Dennis Wayne Smith v. Louie L. Wainwright, Secretary of Florida Department of Offender Rehabilitation

741 F.2d 1248, 1984 U.S. App. LEXIS 19289
CourtCourt of Appeals for the Eleventh Circuit
DecidedAugust 23, 1984
Docket83-3690
StatusPublished
Cited by61 cases

This text of 741 F.2d 1248 (Dennis Wayne Smith v. Louie L. Wainwright, Secretary of Florida Department of Offender Rehabilitation) is published on Counsel Stack Legal Research, covering Court of Appeals for the Eleventh Circuit primary law. Counsel Stack provides free access to over 12 million legal documents including statutes, case law, regulations, and constitutions.

Bluebook
Dennis Wayne Smith v. Louie L. Wainwright, Secretary of Florida Department of Offender Rehabilitation, 741 F.2d 1248, 1984 U.S. App. LEXIS 19289 (11th Cir. 1984).

Opinion

JAMES C. HILL, Circuit Judge:

Dennis Wayne Smith appeals to this court from the order of the district court denying his petition for a writ of habeas corpus. We affirm the district court’s judgment in part; however, concluding that Smith should have received a hearing on some of his claims of constitutional error, we vacate in part and remand.

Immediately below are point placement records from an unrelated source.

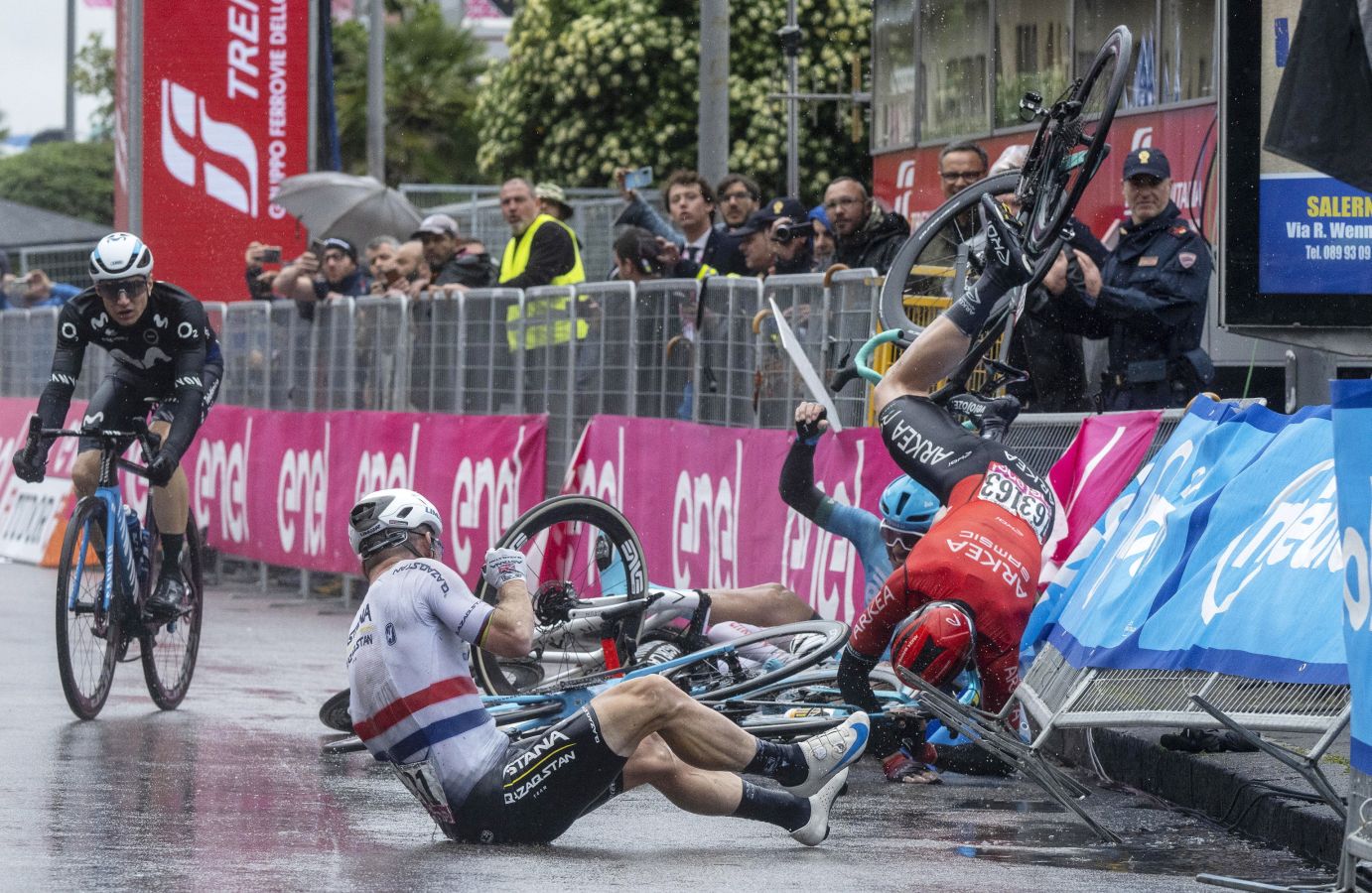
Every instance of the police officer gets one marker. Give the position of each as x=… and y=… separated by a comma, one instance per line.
x=1150, y=298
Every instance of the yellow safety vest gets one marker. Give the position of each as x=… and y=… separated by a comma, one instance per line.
x=514, y=262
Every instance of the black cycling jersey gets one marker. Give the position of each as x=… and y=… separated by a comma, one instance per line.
x=164, y=354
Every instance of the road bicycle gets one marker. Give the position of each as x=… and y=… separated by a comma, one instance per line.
x=712, y=675
x=947, y=251
x=106, y=571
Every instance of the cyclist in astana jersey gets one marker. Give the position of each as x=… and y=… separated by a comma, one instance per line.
x=984, y=555
x=415, y=705
x=164, y=352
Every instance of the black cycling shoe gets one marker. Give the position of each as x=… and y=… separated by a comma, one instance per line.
x=1005, y=255
x=165, y=602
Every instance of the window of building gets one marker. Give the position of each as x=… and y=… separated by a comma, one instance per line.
x=955, y=38
x=1033, y=53
x=1095, y=21
x=893, y=88
x=1187, y=64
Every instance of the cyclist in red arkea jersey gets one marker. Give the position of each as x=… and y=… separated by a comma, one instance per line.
x=983, y=556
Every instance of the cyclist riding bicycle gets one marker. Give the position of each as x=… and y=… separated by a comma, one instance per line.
x=983, y=556
x=164, y=352
x=415, y=705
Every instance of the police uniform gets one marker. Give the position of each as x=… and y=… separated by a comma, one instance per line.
x=1152, y=306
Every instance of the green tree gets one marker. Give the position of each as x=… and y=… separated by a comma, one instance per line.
x=431, y=72
x=595, y=84
x=74, y=179
x=93, y=75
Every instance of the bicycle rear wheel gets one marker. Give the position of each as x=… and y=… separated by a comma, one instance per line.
x=1070, y=150
x=748, y=663
x=590, y=545
x=88, y=635
x=169, y=652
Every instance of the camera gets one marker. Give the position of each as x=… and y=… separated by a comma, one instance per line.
x=786, y=232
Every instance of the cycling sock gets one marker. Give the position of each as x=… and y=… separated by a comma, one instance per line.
x=778, y=761
x=172, y=551
x=775, y=807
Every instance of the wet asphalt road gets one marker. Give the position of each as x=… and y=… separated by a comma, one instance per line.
x=232, y=793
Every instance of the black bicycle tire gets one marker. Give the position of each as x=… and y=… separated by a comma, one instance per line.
x=82, y=705
x=892, y=298
x=1038, y=235
x=169, y=697
x=556, y=510
x=836, y=635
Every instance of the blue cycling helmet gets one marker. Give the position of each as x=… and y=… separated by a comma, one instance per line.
x=907, y=506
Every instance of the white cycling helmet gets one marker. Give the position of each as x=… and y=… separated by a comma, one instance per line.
x=386, y=517
x=119, y=255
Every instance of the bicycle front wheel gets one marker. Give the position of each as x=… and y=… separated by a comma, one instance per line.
x=169, y=652
x=1073, y=147
x=589, y=546
x=753, y=662
x=88, y=635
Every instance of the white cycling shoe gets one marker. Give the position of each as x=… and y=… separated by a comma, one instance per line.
x=830, y=752
x=814, y=831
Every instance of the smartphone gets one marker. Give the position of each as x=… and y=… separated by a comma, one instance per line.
x=639, y=179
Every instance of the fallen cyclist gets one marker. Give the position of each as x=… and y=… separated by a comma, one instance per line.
x=416, y=708
x=980, y=562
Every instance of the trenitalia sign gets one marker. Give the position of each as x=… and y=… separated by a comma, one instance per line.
x=218, y=117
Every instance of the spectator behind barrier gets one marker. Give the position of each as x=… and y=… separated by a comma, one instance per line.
x=455, y=264
x=823, y=242
x=739, y=197
x=35, y=290
x=865, y=235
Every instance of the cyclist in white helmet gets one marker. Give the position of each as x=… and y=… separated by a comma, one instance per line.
x=165, y=352
x=417, y=709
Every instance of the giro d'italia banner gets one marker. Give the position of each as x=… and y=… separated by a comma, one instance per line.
x=277, y=487
x=704, y=501
x=1353, y=463
x=1223, y=556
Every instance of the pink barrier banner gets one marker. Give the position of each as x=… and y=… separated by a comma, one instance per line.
x=306, y=470
x=706, y=505
x=1098, y=463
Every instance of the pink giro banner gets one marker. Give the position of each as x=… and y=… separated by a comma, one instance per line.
x=1098, y=463
x=277, y=486
x=704, y=499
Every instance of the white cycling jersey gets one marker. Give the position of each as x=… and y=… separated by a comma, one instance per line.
x=413, y=696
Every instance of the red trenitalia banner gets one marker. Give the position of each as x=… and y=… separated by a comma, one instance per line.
x=706, y=505
x=308, y=469
x=225, y=111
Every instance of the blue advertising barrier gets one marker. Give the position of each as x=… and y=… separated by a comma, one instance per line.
x=1223, y=559
x=1353, y=463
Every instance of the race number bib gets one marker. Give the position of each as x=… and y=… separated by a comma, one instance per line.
x=1003, y=487
x=423, y=782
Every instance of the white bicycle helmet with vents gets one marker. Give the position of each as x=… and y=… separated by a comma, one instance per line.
x=119, y=255
x=384, y=519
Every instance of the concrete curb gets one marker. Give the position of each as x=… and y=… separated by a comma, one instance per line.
x=1225, y=786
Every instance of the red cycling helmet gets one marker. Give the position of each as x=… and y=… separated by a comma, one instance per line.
x=932, y=645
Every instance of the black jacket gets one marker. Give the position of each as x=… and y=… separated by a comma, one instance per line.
x=876, y=243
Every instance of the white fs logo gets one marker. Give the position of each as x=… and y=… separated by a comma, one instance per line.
x=183, y=108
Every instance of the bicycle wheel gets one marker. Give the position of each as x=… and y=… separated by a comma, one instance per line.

Smith was tried and convicted in a Florida court on one count of first degree murder in late March, 1976. After a sentencing hearing, the trial judge sentenced Smith to death. Smith appealed to the Florida Supreme Court, which affirmed his conviction in Smith v. State, 365 So.2d 704 (Fla.1978), cert, denied, 444 U.S. 885, 100 S.Ct. 177, 62 L.Ed.2d 115 (1979). In 1981, Smith filed a motion to vacate his conviction and sentence pursuant to Florida Rule of Criminal Procedure 3.850. The trial court denied this motion without a hearing, and Smith appealed. The Florida Supreme Court affirmed the trial court’s order in part, but remanded for an evidentiary hearing concerning an alleged violation of the rule in Brady v. Maryland, 373 U.S. 83, 83 S.Ct. 1194, 10 L.Ed.2d 215 (1963). See Smith v. State, 400 So.2d 956 (Fla.1982). After holding a hearing, the trial court again denied Smith’s motion, and the Florida Supreme Court affirmed in Smith v. State, 421 So.2d 146 (Fla.1982). On February 9, 1983, Smith filed his petition for a writ of habeas corpus in the district court pursuant to 28 U.S.C. § 2254.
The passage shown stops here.